The advocates of austerity in the Anglo-American world, some of whom endorse or advocate for intensified exploitation of fossil resources, have no scruples in taking political advantage of sincere ambivalence among those that would be their political opponents. Also the fundamental misunderstanding on both sides of the political-economic spectrum of the distinction between financial and real resources, encouraged by neoclassical economics’ confusion about money itself, makes the analogy of conserving financial resources seem to be an attractive stand-in for or entrée to the conservation of real natural resources. In contemporary Germany, for instance, it is safe to say that there is a co-existence if not a pervasive social-psychological interaction between pro-austerity fiscal views and the relatively strenuous efforts of Germans from across the political spectrum to conserve energy and the environment. In attempting to make a fundamental break with a fossil fuel-dependent infrastructure and maintaining a decent standard of living for ordinary Germans, especially within the context of the Euro, the German dependence upon “hard-money” views will be sorely tested by the reality of the economics of monetary economies.
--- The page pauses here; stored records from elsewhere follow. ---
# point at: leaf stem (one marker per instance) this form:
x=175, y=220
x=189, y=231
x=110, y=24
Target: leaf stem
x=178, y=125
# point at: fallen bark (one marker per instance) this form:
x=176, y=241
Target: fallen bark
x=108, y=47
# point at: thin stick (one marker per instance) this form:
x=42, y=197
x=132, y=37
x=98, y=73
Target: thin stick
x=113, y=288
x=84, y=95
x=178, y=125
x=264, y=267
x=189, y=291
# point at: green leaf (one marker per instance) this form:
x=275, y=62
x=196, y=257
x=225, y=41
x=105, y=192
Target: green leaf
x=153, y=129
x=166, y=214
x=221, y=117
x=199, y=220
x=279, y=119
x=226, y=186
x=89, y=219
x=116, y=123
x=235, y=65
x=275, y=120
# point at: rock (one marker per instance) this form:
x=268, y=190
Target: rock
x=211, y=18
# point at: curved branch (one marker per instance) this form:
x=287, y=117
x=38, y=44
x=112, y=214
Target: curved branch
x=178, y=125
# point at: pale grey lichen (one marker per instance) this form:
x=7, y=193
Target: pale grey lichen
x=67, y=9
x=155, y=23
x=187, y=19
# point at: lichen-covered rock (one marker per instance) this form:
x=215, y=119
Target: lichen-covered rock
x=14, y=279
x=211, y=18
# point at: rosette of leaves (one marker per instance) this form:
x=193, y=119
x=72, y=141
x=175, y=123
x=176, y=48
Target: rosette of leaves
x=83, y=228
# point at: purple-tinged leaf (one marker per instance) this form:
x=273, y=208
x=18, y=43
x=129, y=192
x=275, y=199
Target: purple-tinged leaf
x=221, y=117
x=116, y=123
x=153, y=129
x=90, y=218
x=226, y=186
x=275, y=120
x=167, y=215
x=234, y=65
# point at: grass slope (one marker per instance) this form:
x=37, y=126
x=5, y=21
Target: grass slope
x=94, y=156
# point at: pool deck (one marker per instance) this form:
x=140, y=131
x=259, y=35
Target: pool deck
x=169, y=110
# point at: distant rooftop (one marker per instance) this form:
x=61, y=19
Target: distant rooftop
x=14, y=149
By directly attacking the freedom of government leaders to make budgeting decisions based on emerging social and environmental needs, the deficit hysteria campaign forecloses meaningful action on fossil fuel dependence and climate change. The ideological fantasy that one must conserve the government’s virtual financial resources rather than focus on the real effects of government fiscal policy leads to limitation of the overall society’s investment horizon to that of market participants with perspectives that extend at most a few years, if not the next quarter. This is a terrifying prospect.